2.2. A novel polyploidization approach: Inhibition of the gene expression of microtubule associated proteins with antisense oligonucleotide
(collaboration with group: LABORATORY OF PLANT ARCHITECTURE AND DEVELOPMENT, Topic II and Ferhan Ayaydin (BRC) and Zoltán Kupihár (University of Szeged))
Biomass of fast growing woody plants is one of the most significant renewable resources for energy production. The flexibility of the genome of higher plants frequently allows autopolyploidization of plant species and generally one can observe that the increased and stabilized ploidy level frequently results in enlarged organ size and faster growth rate also in woody species. This project aims to produce tetraploid variants of the short rotation willow transient silencing of genes encoding microtubule associated proteins. Based on sequence data base of Poplar, we clone cDNAs of different tubulin interacting proteins of willow and design various antisense molecules for uptake experiments. After optimizing uptake protocols the gene expression level and DNA content of treated cells will be determined.
3. Improving the efficiency of synthetic Oligonucleotide Directed Mutagenesis (ODM)
(collaboration with group LABORATORY OF PLANT ARCHITECTURE AND DEVELOPMENT, Topic II, Elfrida Fodor (BRC), Ferhan Ayaydin (BRC), and Zoltán Kupihár (University of Szeged))
Targeted genome editing has been developed as an alternative to classical mutation breeding and transgenic (GMO) methods to improve crop plants. The Oligonucleotide Directed Mutagenesis (ODM) as Targeted Nucleotide Exchange (TNE) by single stranded DNA oligonucleotides (SDOs) attracts special attention for use in both basic science and plant breeding. SDOs are short synthetic fragments that are complementary in sequence to the targeted DNA and carry the desired mutation which can be exchange, deletion or insertion of preferably one or possibly two nucleotide units. By invading the targeted site of the duplex DNA, SDOs are hybridized to the complementary strand through transient D-loop formation. (Fig. 1) Finally, the mutation is introduced to the DNA by the cellular repair or replication machinery [Liu, L. et al. Nat Rev Genet, 2003. 4(9): 679-89]. SDOs are expected to be degraded in cells but the induced mutations will be stably inherited. The most effective SDOs are: 30-60mers. Beside the phosphorothioate end-protection against exonucleases, they carry several modified structures like Locked Nucleic Acid (LNA), N-alkinyl nucleotides in order to increase duplex invading capability [Andrieu-Soler, C. et al. Nucleic Acids Res, 2005. 33(12): 3733-42.]. The targeting efficacy is still too low for general use at an absolute scale.

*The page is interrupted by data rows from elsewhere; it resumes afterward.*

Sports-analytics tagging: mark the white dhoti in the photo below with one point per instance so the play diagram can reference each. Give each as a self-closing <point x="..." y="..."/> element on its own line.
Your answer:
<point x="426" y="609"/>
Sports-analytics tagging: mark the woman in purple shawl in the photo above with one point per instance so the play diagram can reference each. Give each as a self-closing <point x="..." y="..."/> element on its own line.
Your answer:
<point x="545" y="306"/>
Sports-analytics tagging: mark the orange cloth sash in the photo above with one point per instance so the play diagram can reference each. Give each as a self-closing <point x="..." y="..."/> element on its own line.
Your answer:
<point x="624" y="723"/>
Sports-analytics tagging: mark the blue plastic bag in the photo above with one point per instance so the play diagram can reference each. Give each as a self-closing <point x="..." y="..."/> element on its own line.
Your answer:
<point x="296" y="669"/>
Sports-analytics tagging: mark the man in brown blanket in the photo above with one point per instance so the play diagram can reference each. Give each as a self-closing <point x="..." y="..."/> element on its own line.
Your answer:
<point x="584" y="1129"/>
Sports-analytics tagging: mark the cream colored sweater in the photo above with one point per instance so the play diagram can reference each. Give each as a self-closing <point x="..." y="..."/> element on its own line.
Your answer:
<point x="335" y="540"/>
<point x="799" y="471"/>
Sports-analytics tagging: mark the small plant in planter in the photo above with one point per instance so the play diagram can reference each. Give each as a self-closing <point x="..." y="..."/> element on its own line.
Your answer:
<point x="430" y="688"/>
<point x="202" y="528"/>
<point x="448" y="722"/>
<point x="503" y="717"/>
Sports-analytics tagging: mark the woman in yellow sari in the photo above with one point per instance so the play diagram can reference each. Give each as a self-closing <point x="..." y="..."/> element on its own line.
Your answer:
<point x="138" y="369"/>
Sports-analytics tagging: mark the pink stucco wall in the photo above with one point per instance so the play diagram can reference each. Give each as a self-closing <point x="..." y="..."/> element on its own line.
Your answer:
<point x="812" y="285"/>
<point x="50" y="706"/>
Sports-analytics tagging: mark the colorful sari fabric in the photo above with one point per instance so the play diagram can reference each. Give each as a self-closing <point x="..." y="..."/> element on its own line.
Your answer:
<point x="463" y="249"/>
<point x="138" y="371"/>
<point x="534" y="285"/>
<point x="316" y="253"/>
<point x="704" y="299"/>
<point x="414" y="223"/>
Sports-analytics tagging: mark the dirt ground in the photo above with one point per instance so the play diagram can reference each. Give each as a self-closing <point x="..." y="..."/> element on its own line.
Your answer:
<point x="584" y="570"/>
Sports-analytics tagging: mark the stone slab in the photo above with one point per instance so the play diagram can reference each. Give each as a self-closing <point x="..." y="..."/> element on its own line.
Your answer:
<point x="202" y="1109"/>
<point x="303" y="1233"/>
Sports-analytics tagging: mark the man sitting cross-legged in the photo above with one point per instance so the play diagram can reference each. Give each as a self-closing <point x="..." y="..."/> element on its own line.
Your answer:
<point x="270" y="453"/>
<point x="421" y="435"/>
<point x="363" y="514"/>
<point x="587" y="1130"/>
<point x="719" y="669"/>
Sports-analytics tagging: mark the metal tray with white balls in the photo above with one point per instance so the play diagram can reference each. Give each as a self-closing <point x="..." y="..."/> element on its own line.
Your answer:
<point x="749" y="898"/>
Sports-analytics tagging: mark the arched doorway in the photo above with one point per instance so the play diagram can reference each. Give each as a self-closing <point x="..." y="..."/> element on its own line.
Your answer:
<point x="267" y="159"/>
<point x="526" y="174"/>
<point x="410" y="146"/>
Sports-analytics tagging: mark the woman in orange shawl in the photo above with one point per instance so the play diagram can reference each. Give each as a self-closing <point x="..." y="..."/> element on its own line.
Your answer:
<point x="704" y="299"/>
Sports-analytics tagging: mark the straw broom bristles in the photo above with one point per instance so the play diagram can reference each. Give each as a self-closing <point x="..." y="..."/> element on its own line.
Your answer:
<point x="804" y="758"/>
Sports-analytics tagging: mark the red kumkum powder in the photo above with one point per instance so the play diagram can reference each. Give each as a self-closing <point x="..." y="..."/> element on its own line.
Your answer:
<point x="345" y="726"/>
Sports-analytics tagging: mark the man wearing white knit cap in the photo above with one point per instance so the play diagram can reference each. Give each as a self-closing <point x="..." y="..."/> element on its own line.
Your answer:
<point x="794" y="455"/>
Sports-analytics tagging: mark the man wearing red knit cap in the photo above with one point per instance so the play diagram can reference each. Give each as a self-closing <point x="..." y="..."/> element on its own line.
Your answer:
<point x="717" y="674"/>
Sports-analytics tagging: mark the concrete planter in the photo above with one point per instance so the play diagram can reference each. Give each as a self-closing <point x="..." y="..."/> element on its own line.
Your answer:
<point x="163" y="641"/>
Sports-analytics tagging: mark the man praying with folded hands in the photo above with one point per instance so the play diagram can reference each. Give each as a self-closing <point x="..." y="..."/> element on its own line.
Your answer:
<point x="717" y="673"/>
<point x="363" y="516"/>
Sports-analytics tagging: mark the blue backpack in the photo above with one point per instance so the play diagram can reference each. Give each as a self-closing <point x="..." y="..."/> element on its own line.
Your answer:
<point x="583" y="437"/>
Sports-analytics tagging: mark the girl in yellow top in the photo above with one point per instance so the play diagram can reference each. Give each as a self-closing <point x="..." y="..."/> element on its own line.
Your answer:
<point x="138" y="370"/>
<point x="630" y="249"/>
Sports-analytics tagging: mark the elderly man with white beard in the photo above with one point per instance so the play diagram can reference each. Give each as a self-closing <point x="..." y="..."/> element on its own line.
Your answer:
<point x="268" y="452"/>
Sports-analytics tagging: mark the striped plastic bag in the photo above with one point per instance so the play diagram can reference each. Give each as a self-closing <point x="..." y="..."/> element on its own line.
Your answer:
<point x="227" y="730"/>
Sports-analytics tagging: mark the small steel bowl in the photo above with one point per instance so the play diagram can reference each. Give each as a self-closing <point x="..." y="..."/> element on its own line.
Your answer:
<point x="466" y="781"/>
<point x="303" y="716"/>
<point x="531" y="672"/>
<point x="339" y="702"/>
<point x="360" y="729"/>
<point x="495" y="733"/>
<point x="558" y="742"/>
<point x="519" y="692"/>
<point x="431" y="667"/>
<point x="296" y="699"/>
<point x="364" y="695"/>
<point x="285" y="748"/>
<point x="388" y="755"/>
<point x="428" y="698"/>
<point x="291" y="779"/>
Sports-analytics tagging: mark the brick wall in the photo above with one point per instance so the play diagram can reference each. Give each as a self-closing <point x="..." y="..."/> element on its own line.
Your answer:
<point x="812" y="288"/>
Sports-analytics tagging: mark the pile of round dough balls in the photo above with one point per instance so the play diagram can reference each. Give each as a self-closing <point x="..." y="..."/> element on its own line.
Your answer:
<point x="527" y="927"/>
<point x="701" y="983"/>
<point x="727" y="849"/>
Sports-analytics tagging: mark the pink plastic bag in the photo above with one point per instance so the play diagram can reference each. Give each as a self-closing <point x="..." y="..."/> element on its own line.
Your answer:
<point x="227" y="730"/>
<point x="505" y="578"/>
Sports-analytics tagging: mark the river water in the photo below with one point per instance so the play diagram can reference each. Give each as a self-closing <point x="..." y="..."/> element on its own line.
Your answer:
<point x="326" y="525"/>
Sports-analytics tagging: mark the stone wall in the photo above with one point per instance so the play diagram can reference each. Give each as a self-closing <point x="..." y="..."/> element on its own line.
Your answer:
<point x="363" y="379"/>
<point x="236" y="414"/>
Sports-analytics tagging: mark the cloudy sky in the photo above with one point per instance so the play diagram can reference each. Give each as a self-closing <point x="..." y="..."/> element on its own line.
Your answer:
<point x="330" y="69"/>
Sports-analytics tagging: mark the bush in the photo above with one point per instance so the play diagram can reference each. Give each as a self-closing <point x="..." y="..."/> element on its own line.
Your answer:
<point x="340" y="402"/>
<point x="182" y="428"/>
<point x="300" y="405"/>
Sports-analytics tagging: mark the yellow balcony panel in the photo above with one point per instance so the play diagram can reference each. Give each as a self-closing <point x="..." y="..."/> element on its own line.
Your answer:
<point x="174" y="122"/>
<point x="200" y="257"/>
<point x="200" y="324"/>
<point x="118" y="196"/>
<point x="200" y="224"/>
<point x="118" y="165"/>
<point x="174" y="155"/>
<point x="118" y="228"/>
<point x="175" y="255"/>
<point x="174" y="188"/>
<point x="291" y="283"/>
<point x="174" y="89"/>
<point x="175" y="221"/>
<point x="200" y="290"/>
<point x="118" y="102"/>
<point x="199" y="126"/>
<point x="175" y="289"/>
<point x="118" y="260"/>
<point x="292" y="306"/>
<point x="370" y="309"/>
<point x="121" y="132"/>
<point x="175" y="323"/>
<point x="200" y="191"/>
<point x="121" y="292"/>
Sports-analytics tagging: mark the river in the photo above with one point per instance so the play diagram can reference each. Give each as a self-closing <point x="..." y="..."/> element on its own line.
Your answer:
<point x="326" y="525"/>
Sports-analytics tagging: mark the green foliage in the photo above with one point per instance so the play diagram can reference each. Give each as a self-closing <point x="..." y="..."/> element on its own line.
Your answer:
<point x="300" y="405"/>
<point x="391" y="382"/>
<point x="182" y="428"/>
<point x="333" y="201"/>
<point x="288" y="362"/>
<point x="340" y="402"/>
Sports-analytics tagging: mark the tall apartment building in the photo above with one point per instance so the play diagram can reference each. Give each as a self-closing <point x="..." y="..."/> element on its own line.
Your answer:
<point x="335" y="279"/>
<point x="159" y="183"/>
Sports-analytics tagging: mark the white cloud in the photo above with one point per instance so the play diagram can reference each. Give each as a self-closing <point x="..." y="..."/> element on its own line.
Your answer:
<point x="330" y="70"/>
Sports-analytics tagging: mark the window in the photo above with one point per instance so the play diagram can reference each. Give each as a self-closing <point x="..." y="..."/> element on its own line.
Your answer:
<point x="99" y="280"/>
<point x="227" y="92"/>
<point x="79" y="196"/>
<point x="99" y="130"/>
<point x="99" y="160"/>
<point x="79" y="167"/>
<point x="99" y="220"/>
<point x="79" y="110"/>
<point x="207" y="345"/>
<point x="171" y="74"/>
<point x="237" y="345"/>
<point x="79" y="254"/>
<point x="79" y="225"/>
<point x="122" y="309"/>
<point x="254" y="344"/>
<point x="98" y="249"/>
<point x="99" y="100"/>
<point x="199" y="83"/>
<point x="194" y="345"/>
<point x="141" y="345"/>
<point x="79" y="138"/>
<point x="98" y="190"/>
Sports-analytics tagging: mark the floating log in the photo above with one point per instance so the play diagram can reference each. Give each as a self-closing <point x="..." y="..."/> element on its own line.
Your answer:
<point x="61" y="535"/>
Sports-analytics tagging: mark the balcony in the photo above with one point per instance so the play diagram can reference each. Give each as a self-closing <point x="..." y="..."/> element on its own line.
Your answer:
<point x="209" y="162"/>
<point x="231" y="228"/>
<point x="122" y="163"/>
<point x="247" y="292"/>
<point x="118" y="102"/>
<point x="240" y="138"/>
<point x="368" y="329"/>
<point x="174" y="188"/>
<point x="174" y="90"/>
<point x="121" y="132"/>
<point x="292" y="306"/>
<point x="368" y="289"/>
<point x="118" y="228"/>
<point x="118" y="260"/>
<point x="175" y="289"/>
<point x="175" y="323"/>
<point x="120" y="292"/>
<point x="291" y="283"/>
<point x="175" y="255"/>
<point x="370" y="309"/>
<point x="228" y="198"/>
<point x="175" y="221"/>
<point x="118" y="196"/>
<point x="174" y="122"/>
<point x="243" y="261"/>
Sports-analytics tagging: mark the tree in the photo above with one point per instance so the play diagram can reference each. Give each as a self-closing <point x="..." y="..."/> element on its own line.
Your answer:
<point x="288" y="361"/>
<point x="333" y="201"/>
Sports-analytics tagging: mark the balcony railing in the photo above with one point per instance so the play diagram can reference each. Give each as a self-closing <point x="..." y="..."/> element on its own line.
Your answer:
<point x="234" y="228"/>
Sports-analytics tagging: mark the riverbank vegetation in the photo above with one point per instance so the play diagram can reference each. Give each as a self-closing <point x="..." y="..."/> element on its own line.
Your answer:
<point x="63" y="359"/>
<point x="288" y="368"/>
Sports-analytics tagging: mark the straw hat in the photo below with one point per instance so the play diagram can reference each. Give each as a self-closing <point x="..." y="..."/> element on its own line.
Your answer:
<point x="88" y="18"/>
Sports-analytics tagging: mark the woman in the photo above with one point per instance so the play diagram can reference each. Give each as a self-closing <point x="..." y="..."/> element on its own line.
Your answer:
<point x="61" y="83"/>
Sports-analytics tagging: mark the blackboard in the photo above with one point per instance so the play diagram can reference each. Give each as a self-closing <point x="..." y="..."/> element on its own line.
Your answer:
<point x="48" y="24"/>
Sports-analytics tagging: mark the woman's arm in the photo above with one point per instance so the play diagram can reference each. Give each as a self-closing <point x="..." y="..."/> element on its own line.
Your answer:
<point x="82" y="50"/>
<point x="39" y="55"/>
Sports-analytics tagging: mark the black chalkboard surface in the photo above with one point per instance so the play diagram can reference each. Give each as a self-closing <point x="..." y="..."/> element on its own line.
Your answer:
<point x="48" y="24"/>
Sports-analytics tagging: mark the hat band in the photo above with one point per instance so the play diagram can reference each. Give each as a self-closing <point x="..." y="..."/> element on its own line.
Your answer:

Novel chemical modifications in single stranded oligonucleotides used for ODM
We construct novel forms of SDO molecules having structural elements which were not applied yet in mutation generation in the plant systems. We aim to clarify the influence of the new structural factors on the mutation efficacy, and develop novel methods, which will boost the practical use of ODM technology.
Dinc, E., Tóth, Sz. Z., Schansker, G., Ayaydin, F., Kovács, L., Dudits, D., Garab, Gy., and Bottka, S. (2011). Synthetic Antisense Oligodeoxynucleotides to Transiently Suppress Different Nucleus- and Chloro-plast-Encoded Proteins of Higher Plant Chloroplasts. Plant Physiology 157: 1628-1641.